At a little junction town in Ohio, where we changed cars, we had the satisfaction of breaking up a political meeting where [Clement] Vallandigham [leader of the anti-war Democratic Copperheads] was the principal speaker. They had a small brass piece with which they were firing salutes, but as the salutes were not in honor of our arrival, the boys kindly assisted them to dismount the piece and, loading it in our baggage car, we took it home with us and used it for many years at our annual reunions until it was bursted by an overcharge of gravel. The Vallandigham meeting was indefinitely postponed, and the arch traitor skipped out through the back door of the hotel and made his escape from town before we left.

HOME
We were taken to Sturgis, Michigan, the home of our beloved Colonel, who had preceded us a couple of months, having lost a leg at the battle of New Hope Church, Georgia. Here we were mustered out of Uncle Sam’s service, to take date from the 13th day of September, 1864.

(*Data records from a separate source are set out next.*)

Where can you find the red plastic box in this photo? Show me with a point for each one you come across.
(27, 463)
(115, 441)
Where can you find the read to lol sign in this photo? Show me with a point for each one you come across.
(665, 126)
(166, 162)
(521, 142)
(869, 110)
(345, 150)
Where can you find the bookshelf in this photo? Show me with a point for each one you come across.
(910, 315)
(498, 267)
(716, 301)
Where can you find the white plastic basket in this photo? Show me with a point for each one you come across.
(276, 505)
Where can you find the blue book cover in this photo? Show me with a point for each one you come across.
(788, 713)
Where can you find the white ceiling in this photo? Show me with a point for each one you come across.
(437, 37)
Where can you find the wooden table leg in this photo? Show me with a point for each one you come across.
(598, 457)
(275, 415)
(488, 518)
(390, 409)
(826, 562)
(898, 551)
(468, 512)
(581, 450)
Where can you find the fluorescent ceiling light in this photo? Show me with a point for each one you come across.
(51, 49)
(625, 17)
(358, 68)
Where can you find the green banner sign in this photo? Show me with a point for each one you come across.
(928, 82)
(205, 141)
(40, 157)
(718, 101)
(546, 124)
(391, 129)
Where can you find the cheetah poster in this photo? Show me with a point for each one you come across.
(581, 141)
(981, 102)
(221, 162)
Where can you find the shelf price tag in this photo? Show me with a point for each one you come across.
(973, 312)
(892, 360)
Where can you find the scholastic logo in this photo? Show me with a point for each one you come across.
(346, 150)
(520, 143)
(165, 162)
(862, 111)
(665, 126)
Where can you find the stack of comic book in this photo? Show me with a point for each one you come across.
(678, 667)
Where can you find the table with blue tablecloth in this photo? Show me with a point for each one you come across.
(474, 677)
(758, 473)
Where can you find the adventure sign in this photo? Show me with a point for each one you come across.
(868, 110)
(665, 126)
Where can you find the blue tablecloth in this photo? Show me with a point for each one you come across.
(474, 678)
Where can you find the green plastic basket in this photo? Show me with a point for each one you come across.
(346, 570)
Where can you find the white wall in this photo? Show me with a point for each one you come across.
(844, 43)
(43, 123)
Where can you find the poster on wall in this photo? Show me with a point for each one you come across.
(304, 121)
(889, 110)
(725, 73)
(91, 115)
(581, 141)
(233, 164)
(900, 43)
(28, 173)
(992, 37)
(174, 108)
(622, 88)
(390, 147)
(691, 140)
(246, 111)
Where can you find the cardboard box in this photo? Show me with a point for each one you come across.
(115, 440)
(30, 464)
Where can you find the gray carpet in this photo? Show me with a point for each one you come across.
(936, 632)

SECOND ELECTION OF PRESIDENT LINCOLN
You will doubtless remember that in November, 1864, occurred the election of President Lincoln to his second term. It was a severe trial as well as a great embarrassment to me, who after serving under him as Commander in Chief for over three years and coming home to my native town, as captain in command of the company, that I should be debarred from voting, all because I had not attained the age of twenty-one.
LOOKING BACK
Forty-six years have passed over my head, since donning the army blue, yet many of the incidents mentioned in this paper are as fresh to my memory as though occurring but yesterday. The youthful faces of my comrades appear as vividly as if standing before me at this moment.
Many of the camps, marches, bivouacs, and minor engagements have been blotted from my mind. Sometimes I think of the war as a dream, but as the fourth of January, April, July, and October comes around, and the postman leaves a pension check, I am compelled to realize that it was a reality, and that I gave three of the best years of my life to the service of my country.
I am thankful that I have been permitted to live to see that country reunited under the flag that we followed for many years, the flag that we are proud of, “The Star Spangled Banner,” Old Glory, whose folds we look upon with awe, akin to worship.
CONCLUSION
I have thus hastily sketched my personal recollections of the war. I have purposefully refrained from referring to the killed in action, not because we did not lose our proportion, but on account of the painful recollections that it would recall to my memory.
If this paper has aided anything to the unwritten history of the war, I am doubly repaid.
At my age would not this sentiment be admissible?
No money consideration could buy my experiences during that term of service, and no amount of money would induce me to again undergo it.